The In-Vehicle Infotainment (IVI) System has received much of the focus from open source software initiatives in the automotive industry so far with the Automotive Grade Linux working group and the GENIVI  alliance. But the instrument panel, which shares many technologies with IVI, is also ripe for development with Linux.
The instrument cluster will probably be the next focus of open source software development in the automotive industry, said Rudolf Streif, Director of Embedded Solutions at the Linux Foundation. Traditionally the instrument panel was a set of mechanical guages that monitored speed, engine temperature, fuel levels and more. Most dashboards are electronic now and will eventually be replaced by another screen and integrated with the IVI system, he said.
Here Prashant Deshpande, an Associate Vice President and head of the Automotive Instrument Cluster at KPIT Cummins in India, discusses what these two systems have in common; considerations for using Linux in the instrument cluster; the future of the instrument cluster in cars; and his current work on making this vision a reality. Prashant will speak on "Linux Powered Clusters: The Road Less Travelled" at the Automotive Linux Summit  next Monday, May 27, in Tokyo.
Why are open source initiatives tackling IVI instead of the instrument panel cluster first?
Actually in my opinion, IVI use cases are more complex than IPC (instrument panel cluster) today. IVI needs to implement tremendous features, HMI (human machine interface) connectivity is the key. Performance and feature standardization is governed by GENIVI.
Whereas IPC has reliability and robustness as the most important needs with CAN as the basic connectivity need. Based on the success of GENIVI initiatives in IVI as well as market expected convergence of many of the features, I believe there should be an open source initiative for IPC in the near future.
How is IVI similar to and different from the instrument cluster in terms of its ability to run on Linux?
IVI and new generation digital instrument clusters have many features and technologies in common. Both are getting empowered by display/HMI technologies and powerful processing devices. Both devices aim to provide more power to the driver/consumer. However IPC requires much fewer user interactions.
Linux-based IPC features generally can initially be a subset of IVI features to ensure more reliability and predictability. In addition to this, many organizations have started considering the AUTOSAR based MCAL and Basic software in IPC, which further improves the standardization and reliability of Linux-powered IPC.
Does Linux currently have the real time capabilities to support an instrument cluster? If so, what are those capabilities, if not, what is it missing?
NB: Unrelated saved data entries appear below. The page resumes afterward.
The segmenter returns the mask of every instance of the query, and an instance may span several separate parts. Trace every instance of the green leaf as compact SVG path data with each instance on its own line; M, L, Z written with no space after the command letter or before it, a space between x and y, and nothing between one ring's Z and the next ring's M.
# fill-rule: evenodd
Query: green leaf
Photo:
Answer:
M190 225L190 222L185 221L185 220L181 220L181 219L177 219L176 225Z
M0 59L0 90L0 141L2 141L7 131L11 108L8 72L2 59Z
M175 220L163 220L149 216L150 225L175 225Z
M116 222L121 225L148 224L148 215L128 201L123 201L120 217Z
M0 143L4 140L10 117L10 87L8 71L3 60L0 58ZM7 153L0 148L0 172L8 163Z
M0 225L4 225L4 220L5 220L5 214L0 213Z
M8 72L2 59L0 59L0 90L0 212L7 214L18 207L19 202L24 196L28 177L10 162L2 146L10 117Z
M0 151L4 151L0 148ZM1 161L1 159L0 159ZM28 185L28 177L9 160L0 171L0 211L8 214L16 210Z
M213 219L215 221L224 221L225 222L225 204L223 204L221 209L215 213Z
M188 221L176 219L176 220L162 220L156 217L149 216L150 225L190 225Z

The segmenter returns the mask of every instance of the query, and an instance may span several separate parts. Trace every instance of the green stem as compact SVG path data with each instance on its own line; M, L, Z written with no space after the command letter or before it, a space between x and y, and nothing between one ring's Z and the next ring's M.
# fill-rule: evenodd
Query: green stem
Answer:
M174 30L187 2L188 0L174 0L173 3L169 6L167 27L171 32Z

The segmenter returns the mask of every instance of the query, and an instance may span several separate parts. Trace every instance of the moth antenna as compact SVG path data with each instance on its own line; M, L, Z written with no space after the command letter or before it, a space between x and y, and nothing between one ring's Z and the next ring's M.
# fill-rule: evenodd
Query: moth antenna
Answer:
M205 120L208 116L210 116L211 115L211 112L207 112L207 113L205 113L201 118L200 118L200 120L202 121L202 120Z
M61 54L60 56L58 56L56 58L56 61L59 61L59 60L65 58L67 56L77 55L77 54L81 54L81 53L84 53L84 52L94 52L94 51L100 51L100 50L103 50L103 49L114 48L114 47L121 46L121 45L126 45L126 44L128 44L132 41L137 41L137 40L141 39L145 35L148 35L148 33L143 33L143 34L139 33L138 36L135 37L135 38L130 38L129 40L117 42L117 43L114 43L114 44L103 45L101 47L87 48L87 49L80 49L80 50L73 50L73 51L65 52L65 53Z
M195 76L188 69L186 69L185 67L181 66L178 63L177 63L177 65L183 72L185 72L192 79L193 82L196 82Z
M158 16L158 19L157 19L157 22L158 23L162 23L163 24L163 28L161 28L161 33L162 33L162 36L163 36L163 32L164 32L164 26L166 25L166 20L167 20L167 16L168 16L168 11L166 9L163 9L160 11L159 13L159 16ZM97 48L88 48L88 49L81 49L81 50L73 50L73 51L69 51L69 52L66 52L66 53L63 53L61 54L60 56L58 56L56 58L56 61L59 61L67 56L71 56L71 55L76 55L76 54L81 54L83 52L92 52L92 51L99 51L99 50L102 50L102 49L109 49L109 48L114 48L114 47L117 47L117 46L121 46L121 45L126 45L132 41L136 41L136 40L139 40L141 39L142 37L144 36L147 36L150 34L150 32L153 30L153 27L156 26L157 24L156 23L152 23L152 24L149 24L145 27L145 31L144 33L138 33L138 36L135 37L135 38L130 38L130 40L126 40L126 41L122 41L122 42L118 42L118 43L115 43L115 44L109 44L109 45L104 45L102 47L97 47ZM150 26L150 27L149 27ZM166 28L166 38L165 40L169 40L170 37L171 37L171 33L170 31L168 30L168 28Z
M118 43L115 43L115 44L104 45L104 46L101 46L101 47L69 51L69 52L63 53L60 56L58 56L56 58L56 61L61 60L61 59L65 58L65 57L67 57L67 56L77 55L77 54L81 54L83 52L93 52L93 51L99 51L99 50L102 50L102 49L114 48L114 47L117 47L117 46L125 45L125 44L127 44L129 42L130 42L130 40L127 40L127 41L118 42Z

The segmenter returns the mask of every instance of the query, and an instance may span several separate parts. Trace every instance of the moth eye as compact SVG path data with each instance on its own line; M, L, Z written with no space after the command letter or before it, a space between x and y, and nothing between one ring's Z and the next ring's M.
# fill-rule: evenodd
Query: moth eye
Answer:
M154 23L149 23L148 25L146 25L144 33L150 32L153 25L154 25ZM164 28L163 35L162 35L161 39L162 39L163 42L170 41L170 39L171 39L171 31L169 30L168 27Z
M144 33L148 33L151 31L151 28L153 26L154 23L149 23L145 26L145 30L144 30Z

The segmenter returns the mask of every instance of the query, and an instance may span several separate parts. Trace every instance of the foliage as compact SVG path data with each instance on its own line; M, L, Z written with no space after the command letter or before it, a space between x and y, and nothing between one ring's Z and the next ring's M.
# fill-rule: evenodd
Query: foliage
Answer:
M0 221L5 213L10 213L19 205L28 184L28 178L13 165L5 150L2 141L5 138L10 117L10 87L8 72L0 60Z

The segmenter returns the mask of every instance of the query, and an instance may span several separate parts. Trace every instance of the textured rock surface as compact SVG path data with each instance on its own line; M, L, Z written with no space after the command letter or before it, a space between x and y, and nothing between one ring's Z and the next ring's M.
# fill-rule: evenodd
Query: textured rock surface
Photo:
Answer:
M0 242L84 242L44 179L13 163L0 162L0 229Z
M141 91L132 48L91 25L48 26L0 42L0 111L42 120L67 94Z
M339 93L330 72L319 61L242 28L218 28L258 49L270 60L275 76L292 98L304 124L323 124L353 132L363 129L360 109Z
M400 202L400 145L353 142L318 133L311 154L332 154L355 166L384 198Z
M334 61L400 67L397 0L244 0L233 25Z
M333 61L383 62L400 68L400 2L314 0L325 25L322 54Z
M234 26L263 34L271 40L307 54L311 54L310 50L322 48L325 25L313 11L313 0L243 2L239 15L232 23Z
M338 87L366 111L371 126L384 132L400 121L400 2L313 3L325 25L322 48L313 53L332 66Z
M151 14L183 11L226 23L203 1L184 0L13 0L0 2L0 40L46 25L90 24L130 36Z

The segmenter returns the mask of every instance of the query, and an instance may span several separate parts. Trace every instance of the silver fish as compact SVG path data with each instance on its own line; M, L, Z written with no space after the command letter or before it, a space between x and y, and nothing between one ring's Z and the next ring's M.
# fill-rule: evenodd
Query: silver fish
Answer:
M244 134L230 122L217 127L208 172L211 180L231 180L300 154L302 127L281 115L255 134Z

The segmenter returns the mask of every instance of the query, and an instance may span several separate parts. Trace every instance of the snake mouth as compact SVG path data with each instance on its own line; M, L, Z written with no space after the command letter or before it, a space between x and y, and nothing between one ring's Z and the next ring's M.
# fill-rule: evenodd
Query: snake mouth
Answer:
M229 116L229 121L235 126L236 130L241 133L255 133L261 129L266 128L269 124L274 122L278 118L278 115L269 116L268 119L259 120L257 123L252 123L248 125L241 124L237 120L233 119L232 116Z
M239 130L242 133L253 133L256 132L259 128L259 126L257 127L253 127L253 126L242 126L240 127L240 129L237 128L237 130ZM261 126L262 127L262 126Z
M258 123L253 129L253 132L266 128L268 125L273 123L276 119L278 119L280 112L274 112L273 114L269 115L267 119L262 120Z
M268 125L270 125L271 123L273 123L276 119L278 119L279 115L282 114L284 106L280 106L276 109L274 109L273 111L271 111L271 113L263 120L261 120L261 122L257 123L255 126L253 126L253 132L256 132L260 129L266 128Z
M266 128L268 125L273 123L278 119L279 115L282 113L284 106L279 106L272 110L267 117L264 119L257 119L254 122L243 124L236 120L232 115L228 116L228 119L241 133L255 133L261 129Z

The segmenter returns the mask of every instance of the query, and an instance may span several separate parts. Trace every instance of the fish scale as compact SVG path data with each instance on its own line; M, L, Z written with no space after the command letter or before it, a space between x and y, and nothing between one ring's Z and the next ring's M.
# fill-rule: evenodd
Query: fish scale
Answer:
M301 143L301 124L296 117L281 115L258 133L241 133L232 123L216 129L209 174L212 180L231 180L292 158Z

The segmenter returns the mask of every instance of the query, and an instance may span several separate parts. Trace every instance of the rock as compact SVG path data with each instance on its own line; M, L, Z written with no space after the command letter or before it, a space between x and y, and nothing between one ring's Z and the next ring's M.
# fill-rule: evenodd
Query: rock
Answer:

As we know, many real time patches are now part of Linux mainline kernel 3.x so they are readily available to system integrators and of course being improved continuously by the community. Improved precision of real time threads makes basic real time infrastructure available within Linux. In combination with limited interactive application, precision will make Linux a suitable alternative for IPC.
However, the ecosystem of Linux enabled toolsets for IPC need to evolve and mature to support hard real time performance as their primary goals. Because of this lack of support, Linux has not been an acceptable alternative for IPC so far. The challenges and impact due to lack of ecosystem support therefore continues.
IPC today actually is not entirely a hard real time system, instead incorporating more soft real time functionalities. This encourages us further to evaluate the use of Linux in IPC.
What are the benefits to developing a Linux based instrument cluster?
In addition to cost and continuous improvement by the community, a Linux-based IPC can be an an extended/tuned branch of Linux-based IVI systems. It helps not only reuse the software assets developed for a standardized IVI system but also can provide an integrated and enriched cockpit experience to the drivers. Security patches especially to Linux have been implemented and accommodated much faster. No dependency on a specific vendor or group of developers adds to the list of benefits.
What will be the challenges of developing a Linux-based instrument cluster?
There have been some legacy concerns / challenges, which we believe will need to be pragmatically evaluated, addressed, and demonstrated to the decision-makers on continuous basis. More awareness combined with R&D is important. Some of the concerns / challenges include Boot time, security features, proven open CAN stack, compliance of code for normally practiced by safety standards in automotive industry, licensing/liability issues, adopting dynamic & rapid changes by the community, standardizing test frameworks, and professional support to name a few. Some of these have already been addressed by the Linux community owing to its adoption in mission-critical systems and other industries, including animatronics
How will you describe a futuristic instrument cluster based on Linux?
Over the last 10 years, the rate of change in IPC has been very slow. However going forward, I believe, it will be much faster due to the adoption and evolution of technology in display, processing power, connected car experience and consumer expectations, etc. As the digital cluster is clearly the future, there are many new possibilities, such as IPC augmenting more human senses, that are slowly being adopted.
What work are you currently doing to accomplish a Linux-based instrument cluster?
With over 10+ years of experience in open source technologies (GCC & Linux both ), we had been developing, optimizing and maintaining Linux BSPs for our customers. Currently we are evaluating to bring the open source technologies in Automotive Instrument Cluster. We have defined Linux derived software architecture for IPC that we believe will be scalable, reusable and future proof.